Nigeria’s National Emergency Management Agency (NEMA), issued 410 delivery kits to internally displaced pregnant women housed at camps in Maiduguri, Borno State. Among the delivery kits were a wax print and infant feeding bottles along with a mattress, a blanket and a net for the expected newborns.
The kits also included a baby bag, diapers, a basket, a towel, baby soap, and supplements for the mother such as milk and cocoa drink. The supplies come at a vital time since some of these women are due to give birth in late August or September.
The north-eastern Nigerian Borno State has been the worst affected in the conflict against the Boko Haram insurgency which began in 2009. Sani-Sidi, NEMA’s director general, says insurgent attacks have displaced many people, leading to the creation of 23 IDP camps in Borno State.

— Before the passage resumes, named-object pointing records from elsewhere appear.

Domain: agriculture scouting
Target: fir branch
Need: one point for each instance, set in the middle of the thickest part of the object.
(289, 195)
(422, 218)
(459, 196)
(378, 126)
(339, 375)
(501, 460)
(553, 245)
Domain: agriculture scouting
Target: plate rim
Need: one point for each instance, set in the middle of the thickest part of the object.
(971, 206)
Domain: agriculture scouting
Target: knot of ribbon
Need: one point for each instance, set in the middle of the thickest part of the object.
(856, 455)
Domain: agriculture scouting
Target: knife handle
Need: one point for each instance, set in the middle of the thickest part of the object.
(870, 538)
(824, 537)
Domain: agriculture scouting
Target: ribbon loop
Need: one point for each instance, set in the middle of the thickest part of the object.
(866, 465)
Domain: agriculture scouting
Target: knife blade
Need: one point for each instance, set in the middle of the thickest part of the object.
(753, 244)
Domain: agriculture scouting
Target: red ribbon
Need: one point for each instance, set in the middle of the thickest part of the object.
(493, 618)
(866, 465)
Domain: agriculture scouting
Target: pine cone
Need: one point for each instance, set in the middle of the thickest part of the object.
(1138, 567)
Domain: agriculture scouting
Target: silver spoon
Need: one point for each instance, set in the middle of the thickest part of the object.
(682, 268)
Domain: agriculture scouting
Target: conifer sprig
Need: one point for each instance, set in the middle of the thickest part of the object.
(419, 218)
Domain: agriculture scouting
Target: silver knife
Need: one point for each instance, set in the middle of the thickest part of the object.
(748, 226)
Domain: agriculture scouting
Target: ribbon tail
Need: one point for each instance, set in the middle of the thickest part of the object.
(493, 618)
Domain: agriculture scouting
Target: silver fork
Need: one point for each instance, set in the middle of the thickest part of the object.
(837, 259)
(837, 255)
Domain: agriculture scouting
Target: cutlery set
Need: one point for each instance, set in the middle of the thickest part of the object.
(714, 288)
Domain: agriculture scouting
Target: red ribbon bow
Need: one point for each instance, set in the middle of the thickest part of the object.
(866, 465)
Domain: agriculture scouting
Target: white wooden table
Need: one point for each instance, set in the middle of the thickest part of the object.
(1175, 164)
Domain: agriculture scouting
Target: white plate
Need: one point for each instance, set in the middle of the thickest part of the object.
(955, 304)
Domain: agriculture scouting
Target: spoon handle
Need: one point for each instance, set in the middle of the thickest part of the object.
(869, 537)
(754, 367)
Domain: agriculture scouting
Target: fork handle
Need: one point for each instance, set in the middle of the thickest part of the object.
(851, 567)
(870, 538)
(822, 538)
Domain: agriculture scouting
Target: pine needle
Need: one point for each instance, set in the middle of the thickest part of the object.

“In all the camps in the state, 60 percent of the IDPs are women and children classified as vulnerable and needing more support,” he said. “As a result, 410 pregnant women were selected [to receive delivery kits] out of 1,980 identified pregnant women in 13 female IDP camps in Maiduguri.”
Aid from NEMA comes a month after a July donation by Deluxe Childbirth Services coordinated in partnership with U.S. Agency for International Development (USAID), the United Nations Population Fund, and two USAID projects – THE Expanded Social Marketing Project in Nigeria and the Targeted States High Impact Project.
During this donation, UNFPA’s Ratidzai Ndhlovu underlined an expected high in births among Nigerian IDPs, stating that there would be an expected 60,000 births by the end of 2015.
According to UNICEF, a Nigerian woman’s chances of death during pregnancy and childbirth are 1 in 13. Additionally, newborn Nigerian mortalities, which occur among the first week of life, make up about one-fourth of total deaths of children under five years of age.
A majority of these deaths arise from complications during birthing or pregnancy, which serves to highlight the importance of maternal and newborn health care access, especially within vulnerable and displaced populations.